Some publishers seem to think that digitising their back catalogue and uploading the result is a quick way to squeeze a profit from long-expired titles. Proof-reading is skipped as the book has already had extensive editorial treatment in preparation for its original publication. This of course underestimates the half-arsed job that OCR often performs, as highlighted in this blog post. As eBooks continue their rise in popularity (there are currently around 2.5 million on Amazon, and more than 40 million available on Google Books), it’s important to not trust the machines with content.
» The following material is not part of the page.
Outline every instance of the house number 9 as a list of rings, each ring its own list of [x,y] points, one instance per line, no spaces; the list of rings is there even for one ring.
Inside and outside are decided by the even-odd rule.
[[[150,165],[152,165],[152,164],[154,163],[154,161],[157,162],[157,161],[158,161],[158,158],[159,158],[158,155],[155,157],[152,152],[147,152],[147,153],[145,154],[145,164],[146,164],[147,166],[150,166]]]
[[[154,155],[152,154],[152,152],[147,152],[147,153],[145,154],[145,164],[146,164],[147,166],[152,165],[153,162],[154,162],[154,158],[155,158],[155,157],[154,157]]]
If Blade Runner, RoboCop and Terminator 4: Salvation (alarmingly set in 2018) can teach us anything about modern tech-anxiety, it’s that we absolutely can’t trust the machines. The message is clear: always get eBooks proof-read by a carbon-based bipedal editor to find the irritating quirks of OCR scanning. These errors look awful, wind readers up, insult the author and damage a publishing brand.
Refusing to budget for this editorial search & destroy mission also puts people like me out of work, which is even worse.